The kitchen of Renz's childhood was unremarkable, it was the same open-fire traditional stove at its center that millions of other families used. She watched the women she admired cook over flame and was drawn in early, long before she was supposed to be. Waking up to the sting of breakfast smoke was familiar long before it was something she thought to question. So was the asthma. It was just another fact of life, managed and accepted, until the family stopped cooking with open fire years later and it quietly disappeared. Nobody made a big deal of it at the time. Renz would spend the next two decades figuring out why that bothered her.
But it was not the only thing she was paying attention to. Over the years, she could see a broader picture taking shape: health gaps, women who worked hard in conditions that gave very little back, and a community whose potential was quietly being worn down by the accumulation of small, unaddressed problems.

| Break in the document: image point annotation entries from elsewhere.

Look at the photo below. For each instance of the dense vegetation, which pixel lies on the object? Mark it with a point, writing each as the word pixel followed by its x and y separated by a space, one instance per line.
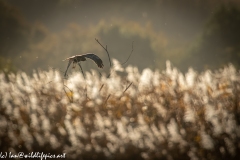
pixel 148 115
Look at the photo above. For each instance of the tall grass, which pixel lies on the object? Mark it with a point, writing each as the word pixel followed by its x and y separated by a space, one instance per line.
pixel 161 115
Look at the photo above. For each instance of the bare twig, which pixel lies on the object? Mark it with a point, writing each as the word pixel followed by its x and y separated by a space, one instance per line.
pixel 105 48
pixel 70 99
pixel 125 90
pixel 129 55
pixel 127 87
pixel 107 98
pixel 101 87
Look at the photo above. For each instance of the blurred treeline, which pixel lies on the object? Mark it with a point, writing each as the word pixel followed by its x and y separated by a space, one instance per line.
pixel 28 45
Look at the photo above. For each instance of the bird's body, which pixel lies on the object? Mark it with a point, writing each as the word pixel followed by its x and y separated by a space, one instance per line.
pixel 77 58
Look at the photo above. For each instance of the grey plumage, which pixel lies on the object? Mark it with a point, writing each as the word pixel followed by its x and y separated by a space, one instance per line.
pixel 77 58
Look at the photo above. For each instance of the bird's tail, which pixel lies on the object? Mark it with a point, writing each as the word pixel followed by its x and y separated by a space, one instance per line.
pixel 66 59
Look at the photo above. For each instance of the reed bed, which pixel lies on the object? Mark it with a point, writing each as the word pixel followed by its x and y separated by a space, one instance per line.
pixel 130 115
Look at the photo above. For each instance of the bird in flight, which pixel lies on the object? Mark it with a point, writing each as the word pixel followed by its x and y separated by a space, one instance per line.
pixel 77 58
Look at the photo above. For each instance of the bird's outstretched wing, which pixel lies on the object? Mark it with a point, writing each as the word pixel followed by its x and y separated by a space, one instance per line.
pixel 95 58
pixel 69 63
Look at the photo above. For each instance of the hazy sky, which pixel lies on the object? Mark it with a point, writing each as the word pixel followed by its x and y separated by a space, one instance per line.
pixel 165 26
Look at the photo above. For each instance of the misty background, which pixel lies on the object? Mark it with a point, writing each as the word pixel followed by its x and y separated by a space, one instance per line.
pixel 202 34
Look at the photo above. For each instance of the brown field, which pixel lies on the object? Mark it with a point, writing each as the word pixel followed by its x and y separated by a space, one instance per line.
pixel 148 115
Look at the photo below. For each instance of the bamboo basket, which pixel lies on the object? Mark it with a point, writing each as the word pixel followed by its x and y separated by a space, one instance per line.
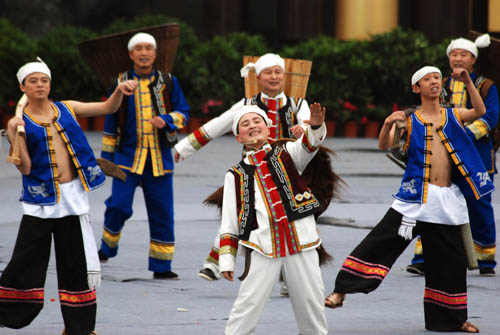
pixel 108 55
pixel 488 62
pixel 297 72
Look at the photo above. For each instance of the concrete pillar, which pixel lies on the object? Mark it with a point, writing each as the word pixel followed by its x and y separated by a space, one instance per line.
pixel 358 19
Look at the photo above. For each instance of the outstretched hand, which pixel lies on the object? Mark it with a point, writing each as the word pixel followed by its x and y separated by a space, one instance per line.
pixel 177 157
pixel 127 87
pixel 317 115
pixel 461 74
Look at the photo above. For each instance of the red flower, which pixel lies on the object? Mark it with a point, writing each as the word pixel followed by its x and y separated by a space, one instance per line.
pixel 350 106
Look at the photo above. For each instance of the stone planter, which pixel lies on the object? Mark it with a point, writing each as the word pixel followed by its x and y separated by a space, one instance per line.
pixel 372 129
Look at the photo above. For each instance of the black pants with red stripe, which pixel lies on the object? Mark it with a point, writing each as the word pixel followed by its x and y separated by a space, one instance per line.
pixel 22 281
pixel 445 298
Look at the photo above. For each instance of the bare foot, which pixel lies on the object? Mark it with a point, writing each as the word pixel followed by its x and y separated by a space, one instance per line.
pixel 334 300
pixel 468 327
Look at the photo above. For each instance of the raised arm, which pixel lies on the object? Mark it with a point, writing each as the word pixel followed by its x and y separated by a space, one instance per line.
pixel 304 149
pixel 200 137
pixel 111 105
pixel 303 114
pixel 25 165
pixel 386 136
pixel 228 229
pixel 478 109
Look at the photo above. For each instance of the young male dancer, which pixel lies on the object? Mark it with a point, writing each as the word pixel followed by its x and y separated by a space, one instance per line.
pixel 58 168
pixel 442 166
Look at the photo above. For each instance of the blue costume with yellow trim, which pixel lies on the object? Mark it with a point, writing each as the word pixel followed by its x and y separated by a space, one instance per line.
pixel 445 296
pixel 41 186
pixel 22 281
pixel 144 153
pixel 481 216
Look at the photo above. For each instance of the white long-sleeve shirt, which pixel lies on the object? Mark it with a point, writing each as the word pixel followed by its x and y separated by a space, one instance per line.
pixel 261 239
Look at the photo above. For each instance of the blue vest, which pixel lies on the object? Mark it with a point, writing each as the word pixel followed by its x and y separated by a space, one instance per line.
pixel 469 172
pixel 41 186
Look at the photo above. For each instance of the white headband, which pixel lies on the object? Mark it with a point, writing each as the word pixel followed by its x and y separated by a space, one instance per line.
pixel 245 110
pixel 482 41
pixel 263 62
pixel 423 72
pixel 141 38
pixel 33 67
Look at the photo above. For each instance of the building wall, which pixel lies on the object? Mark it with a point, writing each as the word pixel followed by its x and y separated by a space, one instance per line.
pixel 279 21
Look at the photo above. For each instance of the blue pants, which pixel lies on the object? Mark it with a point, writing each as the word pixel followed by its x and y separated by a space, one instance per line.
pixel 158 195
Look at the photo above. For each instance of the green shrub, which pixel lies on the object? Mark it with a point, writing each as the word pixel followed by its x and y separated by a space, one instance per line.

What she did with that awareness said a lot about who she was becoming. She was frustrated. The problems around her were real and visible, and yet life seemed to carry on as though they were simply the way things were. At 15, convinced that change had to start somewhere official, she ran for Chairman of the Sangguniang Kabataan, the local youth council, and won. What she found inside was more complicated than she expected. The problems were even deeper than she had seen from the outside, and the machinery of change moved slowly. She was listening. She was also, for the first time, learning the difference between wanting things to change and knowing how to change them.